FEMALE_WORDS = set([
    'heroine','spokeswoman','chairwoman',"women's",'actress','women',
    "she's",'her','aunt','aunts','bride','daughter','daughters','female',
    'fiancee','girl','girlfriend','girlfriends','girls','goddess',
    'granddaughter','grandma','grandmother','herself','ladies','lady',
    'lady','mom','moms','mother','mothers','mrs','ms','niece','nieces',
    'priestess','princess','queens','she','sister','sisters','waitress',
    'widow','widows','wife','wives','woman'
])

In [21]:
# Your code here ...
'''
You might want to create your own short text sample for use in developing your code.
To be clear, it's fine to copy the textbook code. This exercise is mostly a shakedown to
check that your environment is working and that the GitHub Classroom submission system
works as intended.
'''
def genderize(words):

    mwlen = len(MALE_WORDS.intersection(words))
    fwlen = len(FEMALE_WORDS.intersection(words))

    if mwlen > 0 and fwlen == 0:
        return MALE
    elif mwlen == 0 and fwlen > 0:
        return FEMALE
    elif mwlen > 0 and fwlen > 0:
        return BOTH
    else:
        return UNKNOWN


def count_gender(sentences):

    sents = Counter() # Counters are like dictionaries, 
    words = Counter() # but handle missing elements better

    for sentence in sentences:
        gender = genderize(sentence)
        sents[gender] += 1             # Number of sentences per gender
        words[gender] += len(sentence) # Number of words in the sentence
                                       # Note ALL words in sentence assigned to one gender

    return sents, words


def parse_gender(text):

    # List of lists. Inner items are tokenized words.
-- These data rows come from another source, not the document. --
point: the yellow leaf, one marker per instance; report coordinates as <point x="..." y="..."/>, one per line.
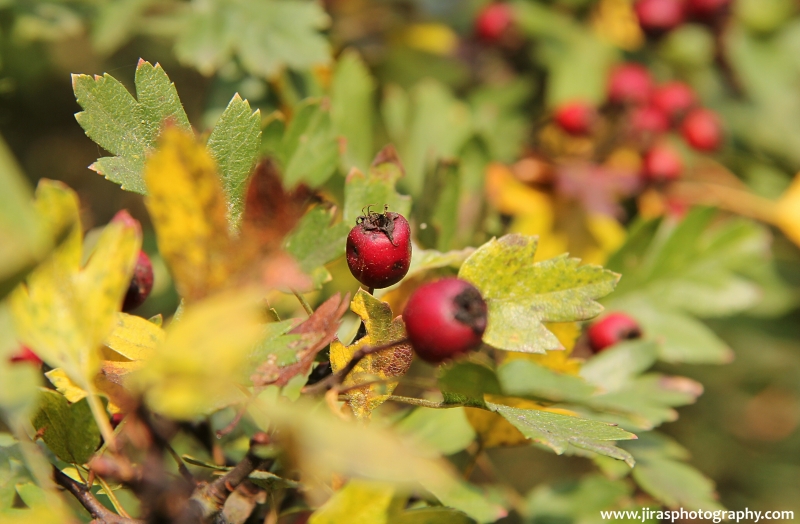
<point x="788" y="211"/>
<point x="195" y="369"/>
<point x="188" y="207"/>
<point x="392" y="362"/>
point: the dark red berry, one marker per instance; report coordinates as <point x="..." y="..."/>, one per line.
<point x="576" y="118"/>
<point x="649" y="120"/>
<point x="707" y="10"/>
<point x="629" y="84"/>
<point x="141" y="283"/>
<point x="25" y="354"/>
<point x="674" y="99"/>
<point x="379" y="249"/>
<point x="493" y="21"/>
<point x="702" y="130"/>
<point x="445" y="319"/>
<point x="661" y="163"/>
<point x="657" y="17"/>
<point x="612" y="329"/>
Outer items are sentences.
    sentences = [
        [word.lower() for word in nltk.word_tokenize(sentence)]
        for sentence in nltk.sent_tokenize(text)
    ]

    sents, words = count_gender(sentences)
    total = sum(words.values()) # Total text wordcount

    pct_male = 0
    pct_female = 0
    gender_dict = {}
    
    for gender, count in sorted(words.items()): # Each item is one gender
        pcent = (count / total) * 100
        nsents = sents[gender]
        #print(
        #    "{:0.1f}% {} ({} sentences)".format(pcent, gender, nsents)
        #)
        gender_dict[gender] = pcent
    # Female/male ratio
    #print("{} female/male ratio".format(round(words[FEMALE]/words[MALE],2)))
    return gender_dict

In [17]:
path = "../data/texts/"
dirListing = os.listdir(path)
texts = []
for item in dirListing:
    if ".txt" in item:
        texts.append(item)
        
print(len(texts))

16372


In [30]:
%%time
gender_opts = {"female":[],"male":[],"unknown":[],"both":[]}
# Run and examine the output
for text in texts[0:10]: # Loop over texts in corpus directory
    #print(text)
    with open(os.path.join(text_dir, text), 'r') as f: # Open each text in turn
        results = parse_gender(f.read()) # Run the gender-parsing function
        for opt in gender_opts:
            if opt in results:
                gender_opts[opt].append(results[opt])
            else:
                gender_opts[opt].append(0)
    #print('\n**********\n')

for opt in gender_opts:
    gen_avg = sum(gender_opts[opt])/len(gender_opts[opt])
    print("{}, {}".format(opt, gen_avg))

unknown, 51.91504495521268
male, 45.36297101060396
female, 0.6994132384080392
both, 2.022570795775324
CPU times: user 141 ms, sys: 0 ns, total: 141 ms
Wall time: 150 ms